Satellite Remote Sensing of Permafrost

by Lindsay McCord

Using a new approach to measure the extent of permafrost (permanently frozen soil), researchers have confirmed consistent widespread decline in stable permafrost that coincides with regional climate warming. This model provides greater resolution for looking at the condition of permafrost on a regional scale, and combined with other models, allows us to understand how permafrost is reacting to rising temperatures. Permafrost occupies roughly a quarter of land area in the Northern Hemisphere, over 40% of which is vulnerable to melting according to the new model. Twenty percent of permafrost land area is at a moderate risk, while 23% is facing severe degradation risk. In addition, the study found that permafrosts in boreal forests are more vulnerable than the more northern tundra permafrost. The model further confirms significant increasing regional trends of permafrost melting in the past 30 years in response to climate warming.

Permafrost soil contains high amounts of partially decomposed plant matter, and as it melts, microbes resume decomposing the organic material, releasing carbon dioxide and the more potent greenhouse gas, methane, into the atmosphere. Permafrost degradation also influences local and regional drainage and groundwater as well as destabilizes soil and enhances soil erosion.

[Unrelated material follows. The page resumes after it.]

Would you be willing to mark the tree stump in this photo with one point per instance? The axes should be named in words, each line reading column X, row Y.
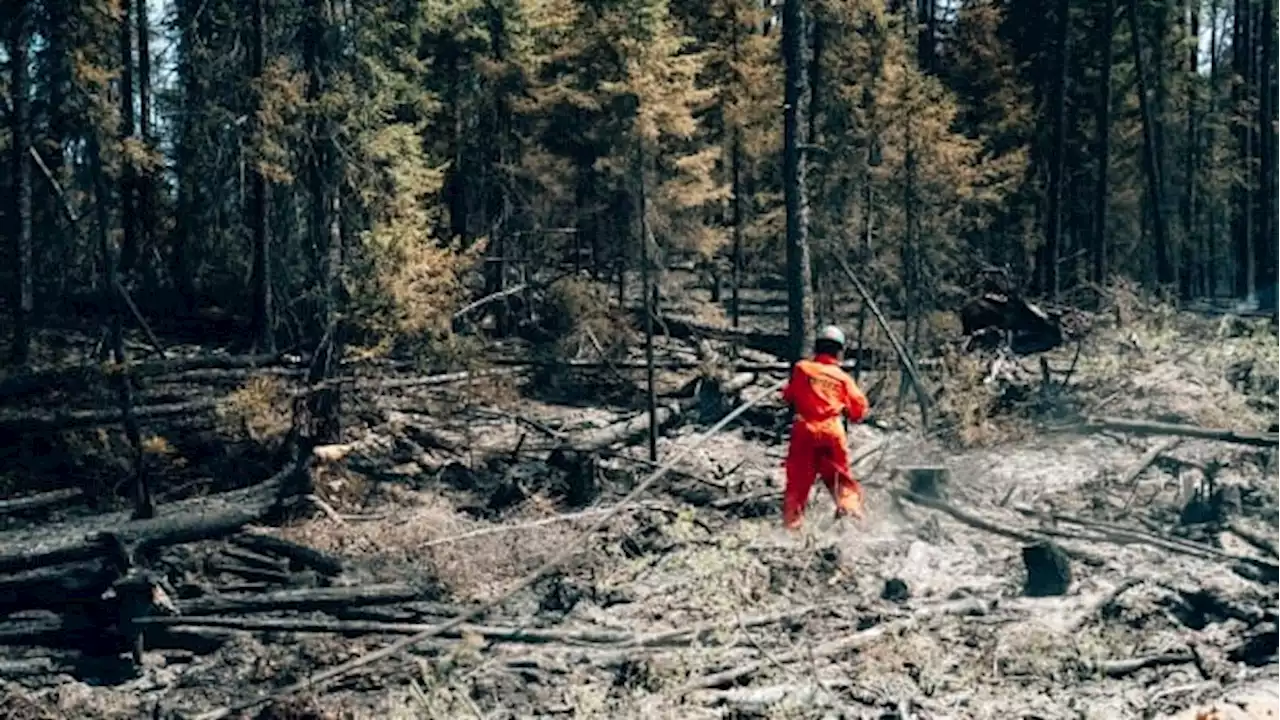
column 1048, row 572
column 928, row 482
column 896, row 591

The new model measures permafrost extent, which is the amount of permafrost that is completely frozen year-round, by using satellite microwave remote sensing data to extrapolate soil temperatures. The study used data from the 30-year period between 1980-2009 in order to compare the new method to existing models and regional sampling. Existing models provide relatively coarse resolution and regional sampling is impractical due to high costs. More detailed and cost-effective measurement of permafrost may facilitate more effective monitoring, allow for a greater understanding of how these soils react to warming, and inform predictions of how these biomes will react and interact to climate change.

Park, H., Kim, Y., & Kimball, J. S. (2016). Widespread permafrost vulnerability and soil active layer increases over the high northern latitudes inferred from satellite remote sensing and process model assessments. Remote Sensing of Environment, 175, 349-358.